Die Einigkeit für Schienenausbau in Frankfurt ist ein gutes Zeichen


Auf das Pluszeichen kommt es an. Der Generalverkehrsplan Schiene, den die Frankfurter Stadtverordneten gerade beschlossen haben, ist erst mit dem Zusatz „+“ hinter der Jahreszahl 2035 vollständig. Denn der darin beschriebene Schienenausbau wird in den nächsten neun Jahren bestenfalls im Planungsstadium sein. Die Zielmarke hat vor allem etwas damit zu tun, dass Strukturdaten und Prognosen bis 2035 reichen.

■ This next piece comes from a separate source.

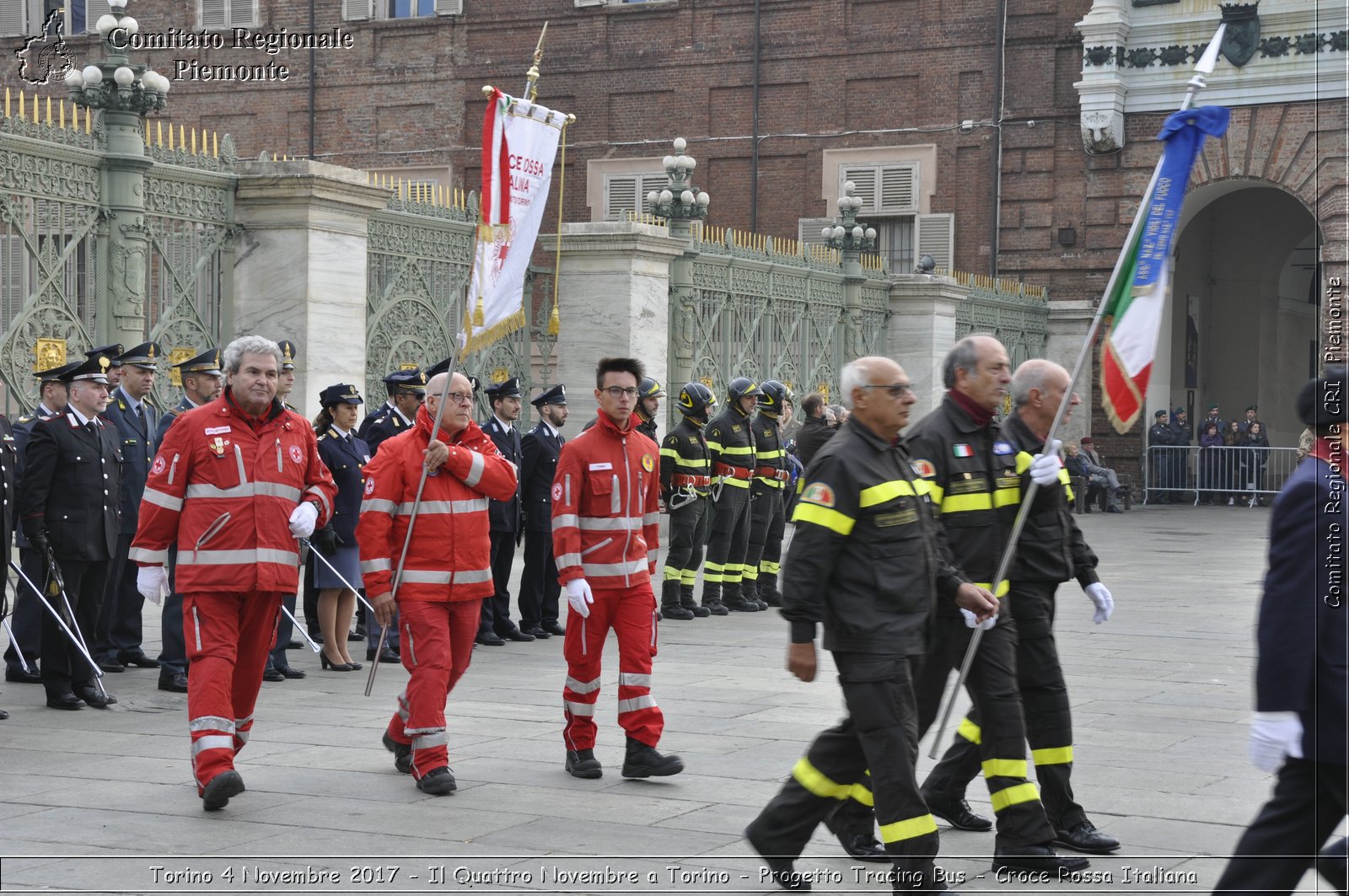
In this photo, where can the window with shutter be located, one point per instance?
(935, 236)
(13, 18)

Es ist also zu früh, um sich im Norden von Bergen auf einen U-Bahn-Anschluss vor der Haustür zu freuen. Der Generalverkehrsplan ist kein Ausbauprogramm, sondern eine „systematische Faktensammlung zu denkbaren Schienenausbauprojekten“. So hat es Mobilitätsdezernent Wolfgang Siefert (Die Grünen) etwas bürokratisch ausgedrückt. Die pathetische Variante hatte zuvor Grünen-Fraktionschefin Katharina Knacker gewählt: „Wir verbessern das Heute, arbeiten am Morgen und haben auch noch übermorgen im Blick.“

Auch die IHK lobt die Entscheidung

Wie weit dieser Blick in die Zukunft reicht, illustriert eine Grundannahme des Plans. Er setzt voraus, dass alle bisherigen Vorhaben, etwa die U5-Verlängerungen ins Europaviertel und zum Frankfurter Berg, der U4-Lückenschluss und die Regionaltangente West, schon fertiggestellt sind. Doch erst zwei davon sind im Bau.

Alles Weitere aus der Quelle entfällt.